Aucun nom n’est donné mais l’allusion est tout de même assez claire ! Surtout venant de la part d’une chanteuse qui a déjà signifié dans une lettre ouverte qui avait fait grand bruit au milieu du mois de mai dernier qu’elle n’avait nullement l’intention, à la différence de nombre d’autres célébrités de son pays, de se prêter aux simulacres de manifestation (tamthiliyyât) de soutien au régime du président Al-Assad.

Engagement politique ou opportunisme?

Alors que certains surnomment déjà Asalah « la chanteuse de la révolution », d’autres ont plus de mémoire et ne sont pas prêts à accepter un revirement dont ils doutent de l’authenticité (asâla en arabe, comme le prénom de la chanteuse). Ils n’ont pas oublié les paroles de quelques-unes de ses chansons, pas toujours très anciennes, telle Ton peuple est ton espoir prometteurTon peuple est le peuple de la voix unique / La blessure a été profonde , le leader a été choisi, ton Bachar-la-bonne-nouvelle, est le gardien de tes rêves, ô Damas !

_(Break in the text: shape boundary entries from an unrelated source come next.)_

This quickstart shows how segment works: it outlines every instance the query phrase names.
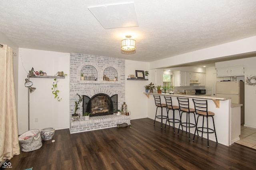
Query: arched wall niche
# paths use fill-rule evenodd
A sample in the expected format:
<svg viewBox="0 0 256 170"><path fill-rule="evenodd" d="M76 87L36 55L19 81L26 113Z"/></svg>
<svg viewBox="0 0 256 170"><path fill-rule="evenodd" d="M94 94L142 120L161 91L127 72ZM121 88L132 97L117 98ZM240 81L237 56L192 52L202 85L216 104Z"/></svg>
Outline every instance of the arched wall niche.
<svg viewBox="0 0 256 170"><path fill-rule="evenodd" d="M117 71L112 67L108 67L103 71L102 77L104 76L109 79L110 81L113 80L115 77L118 77Z"/></svg>
<svg viewBox="0 0 256 170"><path fill-rule="evenodd" d="M93 76L94 79L96 79L98 77L97 69L91 65L86 65L83 67L81 69L80 74L81 75L82 73L84 73L84 77L86 77L86 79L88 77Z"/></svg>

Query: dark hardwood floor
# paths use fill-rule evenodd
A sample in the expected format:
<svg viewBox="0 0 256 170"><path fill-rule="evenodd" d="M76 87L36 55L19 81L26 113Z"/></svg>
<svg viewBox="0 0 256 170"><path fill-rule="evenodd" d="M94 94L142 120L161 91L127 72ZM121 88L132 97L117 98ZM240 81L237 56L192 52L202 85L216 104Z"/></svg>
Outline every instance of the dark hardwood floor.
<svg viewBox="0 0 256 170"><path fill-rule="evenodd" d="M256 150L238 144L228 147L172 127L142 119L132 128L117 127L70 134L56 130L40 149L21 151L10 160L13 170L255 169ZM176 131L177 132L177 130ZM217 134L218 136L218 134Z"/></svg>

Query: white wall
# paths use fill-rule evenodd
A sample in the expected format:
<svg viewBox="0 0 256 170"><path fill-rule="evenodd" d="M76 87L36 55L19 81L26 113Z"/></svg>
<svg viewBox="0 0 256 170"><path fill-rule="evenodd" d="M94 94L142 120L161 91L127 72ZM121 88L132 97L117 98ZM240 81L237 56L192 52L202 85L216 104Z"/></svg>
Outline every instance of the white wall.
<svg viewBox="0 0 256 170"><path fill-rule="evenodd" d="M18 128L19 134L28 130L28 89L24 85L27 77L25 71L32 67L35 71L42 70L48 75L54 75L58 71L68 74L65 79L58 79L59 96L58 102L52 94L53 79L31 78L33 87L36 89L30 94L30 129L53 127L56 129L69 127L69 53L20 48L18 72ZM22 63L24 68L22 66ZM35 122L35 119L38 122Z"/></svg>
<svg viewBox="0 0 256 170"><path fill-rule="evenodd" d="M256 51L256 36L151 62L150 69Z"/></svg>
<svg viewBox="0 0 256 170"><path fill-rule="evenodd" d="M150 83L148 81L127 80L128 75L135 75L135 70L149 71L149 63L125 60L125 101L128 110L131 113L131 119L136 119L148 117L148 100L145 92L144 86Z"/></svg>

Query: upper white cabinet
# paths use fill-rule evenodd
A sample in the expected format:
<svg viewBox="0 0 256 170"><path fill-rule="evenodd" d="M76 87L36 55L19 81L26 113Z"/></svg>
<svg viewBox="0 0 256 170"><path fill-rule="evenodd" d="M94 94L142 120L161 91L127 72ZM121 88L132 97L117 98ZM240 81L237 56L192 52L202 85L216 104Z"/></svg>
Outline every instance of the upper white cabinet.
<svg viewBox="0 0 256 170"><path fill-rule="evenodd" d="M199 73L198 73L190 72L190 80L198 81L199 80Z"/></svg>
<svg viewBox="0 0 256 170"><path fill-rule="evenodd" d="M244 66L230 67L230 75L244 75Z"/></svg>
<svg viewBox="0 0 256 170"><path fill-rule="evenodd" d="M184 71L175 71L174 73L174 86L189 86L190 73Z"/></svg>
<svg viewBox="0 0 256 170"><path fill-rule="evenodd" d="M205 73L200 73L199 75L199 86L205 86Z"/></svg>
<svg viewBox="0 0 256 170"><path fill-rule="evenodd" d="M163 86L163 70L154 69L150 71L151 82L155 86L161 85Z"/></svg>
<svg viewBox="0 0 256 170"><path fill-rule="evenodd" d="M229 77L244 75L243 66L218 68L217 69L217 77Z"/></svg>

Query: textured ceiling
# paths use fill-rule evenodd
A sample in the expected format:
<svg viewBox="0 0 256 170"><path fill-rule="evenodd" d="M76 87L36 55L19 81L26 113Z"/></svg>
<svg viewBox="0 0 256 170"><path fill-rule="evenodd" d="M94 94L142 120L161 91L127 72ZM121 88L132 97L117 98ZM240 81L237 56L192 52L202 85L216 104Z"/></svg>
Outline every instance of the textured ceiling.
<svg viewBox="0 0 256 170"><path fill-rule="evenodd" d="M138 26L104 29L88 9L129 3ZM256 11L255 0L1 0L0 32L20 47L152 61L256 36ZM121 53L127 34L135 53Z"/></svg>

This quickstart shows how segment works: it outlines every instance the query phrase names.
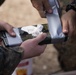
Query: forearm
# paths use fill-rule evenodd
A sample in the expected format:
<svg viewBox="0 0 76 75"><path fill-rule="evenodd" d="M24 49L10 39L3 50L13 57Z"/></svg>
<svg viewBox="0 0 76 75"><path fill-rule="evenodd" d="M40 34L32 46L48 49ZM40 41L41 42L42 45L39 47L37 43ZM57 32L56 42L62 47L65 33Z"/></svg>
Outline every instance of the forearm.
<svg viewBox="0 0 76 75"><path fill-rule="evenodd" d="M19 47L0 47L0 75L11 75L22 59L23 50Z"/></svg>

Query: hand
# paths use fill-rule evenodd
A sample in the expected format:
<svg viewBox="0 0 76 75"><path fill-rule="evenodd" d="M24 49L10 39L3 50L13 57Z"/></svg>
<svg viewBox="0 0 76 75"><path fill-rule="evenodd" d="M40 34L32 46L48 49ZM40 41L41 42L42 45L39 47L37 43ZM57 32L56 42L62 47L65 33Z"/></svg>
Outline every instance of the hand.
<svg viewBox="0 0 76 75"><path fill-rule="evenodd" d="M45 17L45 12L52 13L48 0L31 0L33 6L39 11L41 17Z"/></svg>
<svg viewBox="0 0 76 75"><path fill-rule="evenodd" d="M42 33L34 39L24 41L20 47L24 49L23 59L39 56L46 48L46 45L38 45L46 38L46 34Z"/></svg>
<svg viewBox="0 0 76 75"><path fill-rule="evenodd" d="M73 10L68 11L62 16L63 33L68 33L68 36L74 35L76 28L76 12Z"/></svg>
<svg viewBox="0 0 76 75"><path fill-rule="evenodd" d="M0 21L0 30L6 30L11 36L16 36L15 32L13 31L13 27L3 21Z"/></svg>

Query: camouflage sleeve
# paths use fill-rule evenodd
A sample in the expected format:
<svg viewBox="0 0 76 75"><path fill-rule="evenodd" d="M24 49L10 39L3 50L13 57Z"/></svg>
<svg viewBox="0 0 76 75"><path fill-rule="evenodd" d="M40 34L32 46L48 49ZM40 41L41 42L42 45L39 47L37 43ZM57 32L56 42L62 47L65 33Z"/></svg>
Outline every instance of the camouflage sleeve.
<svg viewBox="0 0 76 75"><path fill-rule="evenodd" d="M20 47L4 48L0 46L0 75L11 75L22 59Z"/></svg>

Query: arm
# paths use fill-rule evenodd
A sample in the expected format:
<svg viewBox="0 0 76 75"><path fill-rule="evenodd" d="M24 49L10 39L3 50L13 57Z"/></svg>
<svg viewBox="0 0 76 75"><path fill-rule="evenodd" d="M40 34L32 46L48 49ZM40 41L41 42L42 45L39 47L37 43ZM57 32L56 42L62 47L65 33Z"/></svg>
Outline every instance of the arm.
<svg viewBox="0 0 76 75"><path fill-rule="evenodd" d="M73 0L76 1L76 0ZM76 3L76 2L73 2ZM68 36L74 35L75 28L76 28L76 11L73 9L68 10L62 16L62 26L63 32L68 33Z"/></svg>
<svg viewBox="0 0 76 75"><path fill-rule="evenodd" d="M13 27L8 23L0 22L1 30L7 30L11 36L15 36ZM13 33L13 34L12 34ZM11 75L22 59L27 59L42 54L46 45L38 45L46 38L46 34L24 41L18 47L6 48L0 46L0 75Z"/></svg>
<svg viewBox="0 0 76 75"><path fill-rule="evenodd" d="M31 0L32 5L38 10L41 17L45 17L45 12L52 13L48 0Z"/></svg>

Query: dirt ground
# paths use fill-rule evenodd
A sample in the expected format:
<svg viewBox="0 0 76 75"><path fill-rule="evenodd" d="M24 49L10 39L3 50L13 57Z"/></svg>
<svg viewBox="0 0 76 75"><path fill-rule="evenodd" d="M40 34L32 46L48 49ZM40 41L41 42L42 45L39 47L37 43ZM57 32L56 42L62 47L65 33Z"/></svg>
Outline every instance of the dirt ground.
<svg viewBox="0 0 76 75"><path fill-rule="evenodd" d="M6 0L0 7L0 20L8 22L14 27L47 23L46 19L40 18L30 0ZM42 55L33 58L33 73L48 75L60 71L57 57L58 52L54 46L48 45Z"/></svg>

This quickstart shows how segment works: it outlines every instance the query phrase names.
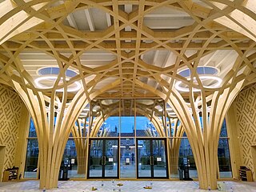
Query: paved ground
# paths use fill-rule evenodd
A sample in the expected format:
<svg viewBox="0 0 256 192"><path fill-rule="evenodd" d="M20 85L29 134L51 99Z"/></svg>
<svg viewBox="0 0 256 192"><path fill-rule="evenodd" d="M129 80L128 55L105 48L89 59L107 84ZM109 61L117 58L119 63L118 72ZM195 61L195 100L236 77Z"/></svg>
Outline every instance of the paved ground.
<svg viewBox="0 0 256 192"><path fill-rule="evenodd" d="M117 184L122 182L122 186ZM29 192L42 191L38 189L38 181L26 181L20 182L0 182L1 192ZM152 186L151 190L144 189L146 186ZM198 189L198 182L182 181L68 181L59 182L58 188L46 191L62 192L88 192L95 187L97 191L126 191L126 192L191 192L208 191ZM241 191L256 192L256 182L218 182L218 190L212 191Z"/></svg>

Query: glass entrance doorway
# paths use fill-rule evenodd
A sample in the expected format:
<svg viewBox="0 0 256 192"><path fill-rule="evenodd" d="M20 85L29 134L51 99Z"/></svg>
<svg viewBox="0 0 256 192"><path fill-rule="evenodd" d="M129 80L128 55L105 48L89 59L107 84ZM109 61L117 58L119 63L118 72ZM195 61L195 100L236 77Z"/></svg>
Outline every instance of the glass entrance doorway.
<svg viewBox="0 0 256 192"><path fill-rule="evenodd" d="M166 139L137 139L137 178L167 178Z"/></svg>
<svg viewBox="0 0 256 192"><path fill-rule="evenodd" d="M118 178L118 139L90 139L88 178Z"/></svg>

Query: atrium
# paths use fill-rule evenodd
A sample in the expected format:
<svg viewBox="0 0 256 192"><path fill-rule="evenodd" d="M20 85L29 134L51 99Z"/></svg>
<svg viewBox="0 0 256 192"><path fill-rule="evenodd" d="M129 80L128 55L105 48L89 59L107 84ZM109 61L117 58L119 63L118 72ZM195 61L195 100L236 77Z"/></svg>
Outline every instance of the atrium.
<svg viewBox="0 0 256 192"><path fill-rule="evenodd" d="M0 182L255 182L255 81L254 0L0 0Z"/></svg>

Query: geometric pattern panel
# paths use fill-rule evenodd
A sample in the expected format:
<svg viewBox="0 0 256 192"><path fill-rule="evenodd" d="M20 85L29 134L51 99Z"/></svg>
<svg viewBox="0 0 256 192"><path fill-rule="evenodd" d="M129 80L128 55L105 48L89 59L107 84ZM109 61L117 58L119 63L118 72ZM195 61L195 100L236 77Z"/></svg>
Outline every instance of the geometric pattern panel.
<svg viewBox="0 0 256 192"><path fill-rule="evenodd" d="M254 173L250 150L256 144L256 84L238 94L234 106L242 163Z"/></svg>
<svg viewBox="0 0 256 192"><path fill-rule="evenodd" d="M4 169L14 165L22 103L14 90L0 84L0 145L6 146Z"/></svg>

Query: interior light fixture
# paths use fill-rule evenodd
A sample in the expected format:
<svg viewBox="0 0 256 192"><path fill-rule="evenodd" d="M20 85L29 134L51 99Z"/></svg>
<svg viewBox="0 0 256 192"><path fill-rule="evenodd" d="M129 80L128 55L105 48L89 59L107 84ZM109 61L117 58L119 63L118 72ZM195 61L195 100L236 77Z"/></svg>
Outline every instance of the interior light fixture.
<svg viewBox="0 0 256 192"><path fill-rule="evenodd" d="M42 76L34 79L34 83L36 84L37 87L40 89L50 89L52 86L45 86L42 83L43 80L56 80L58 77L56 76ZM69 81L70 78L66 78L66 81ZM75 92L81 89L82 86L79 82L74 82L75 86L67 88L67 92ZM62 89L56 90L57 92L62 92Z"/></svg>

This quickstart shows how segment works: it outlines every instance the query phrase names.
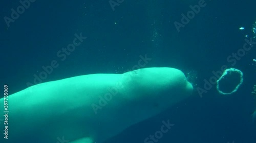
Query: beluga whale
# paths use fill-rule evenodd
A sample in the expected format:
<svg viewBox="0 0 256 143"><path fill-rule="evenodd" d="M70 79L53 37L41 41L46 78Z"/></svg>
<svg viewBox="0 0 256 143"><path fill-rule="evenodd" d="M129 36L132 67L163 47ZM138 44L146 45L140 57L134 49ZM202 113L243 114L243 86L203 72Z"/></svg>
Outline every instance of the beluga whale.
<svg viewBox="0 0 256 143"><path fill-rule="evenodd" d="M42 83L7 97L8 139L1 142L103 143L191 96L193 90L182 71L168 67Z"/></svg>

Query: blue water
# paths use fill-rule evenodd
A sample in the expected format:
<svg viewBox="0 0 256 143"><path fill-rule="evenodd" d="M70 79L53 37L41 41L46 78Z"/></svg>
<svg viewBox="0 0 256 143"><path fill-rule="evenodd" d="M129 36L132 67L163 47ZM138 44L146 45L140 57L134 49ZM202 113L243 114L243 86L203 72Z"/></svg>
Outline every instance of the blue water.
<svg viewBox="0 0 256 143"><path fill-rule="evenodd" d="M201 97L196 90L190 99L107 142L144 142L162 121L169 120L175 125L157 142L255 143L252 114L256 101L251 92L256 84L256 44L239 60L227 58L243 48L245 38L254 36L256 2L224 1L205 1L179 32L174 22L181 23L181 14L200 1L124 0L113 9L108 1L36 0L8 23L5 17L11 18L11 9L16 11L22 4L2 2L1 83L12 94L28 85L77 75L122 73L146 55L151 60L143 67L194 71L195 89L203 89L204 79L209 81L212 71L225 65L244 73L244 82L234 94L220 95L216 84ZM81 42L72 52L61 51L73 43L76 34L87 38L77 41ZM56 68L41 81L34 80L45 71L42 66L52 61Z"/></svg>

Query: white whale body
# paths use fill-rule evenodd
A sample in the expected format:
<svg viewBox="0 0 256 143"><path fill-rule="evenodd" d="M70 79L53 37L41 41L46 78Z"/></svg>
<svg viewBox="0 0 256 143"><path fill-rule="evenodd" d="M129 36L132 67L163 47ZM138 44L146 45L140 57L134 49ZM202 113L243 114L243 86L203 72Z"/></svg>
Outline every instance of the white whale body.
<svg viewBox="0 0 256 143"><path fill-rule="evenodd" d="M171 68L39 84L8 96L8 139L0 142L102 143L189 97L193 89ZM0 103L3 112L3 98Z"/></svg>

Comment interpréter un changement de ton aussi total de la part de la célèbre chanteuse syrienne ? Ses déclarations relèvent-elles du courage politique ou de l’opportunisme ? On notera tout de même que la communication n’est pas vraiment totalement laissée au hasard puisque la sortie prochaine de ce qui sera peut-être un tube révolutionnaire a été préparée sur internet par une mini-vidéo disponible sur YouTube (d’où a été tirée l’image en haut de cette page) et par la diffusion, sur différents sites, des paroles de la chanson pour l’heure encore inédite… Tout de même, et plus encore si elle est suivie d’autres, cette défection spectaculaire d’une personnalité aussi importante du monde du spectacle est un avertissement pour le régime. (En Égypte, la brutale conversion de vedettes en tout genres a été, il y a quelques mois, le signe certain de la chute imminente du pouvoir en place : voir ce précédent billet).

Mais surtout, l’observation de la scène publique tunisienne, égyptienne, libyenne (on pense au romancier Ibrahim Al-Koni en particulier) suscite le même constat. La marginalisation des élites intellectuelles « légitimes », écrivains, intellectuels… qui, naguère encore, avaient une réelle influence sur l’opinion, est toujours plus manifeste. Parallèlement, les prises de position de chanteurs et autres vedettes du spectacle n’ont jamais eu autant d’écho.

En Syrie, les déclarations tardives et souvent jugées maladroites d’un Adonis confirment cette tendance. Il n’est pas sûr que la nomination à la tête du Conseil national de transition du sociologue (exerçant en France) Burhan Ghalioun suffise à l’inverser…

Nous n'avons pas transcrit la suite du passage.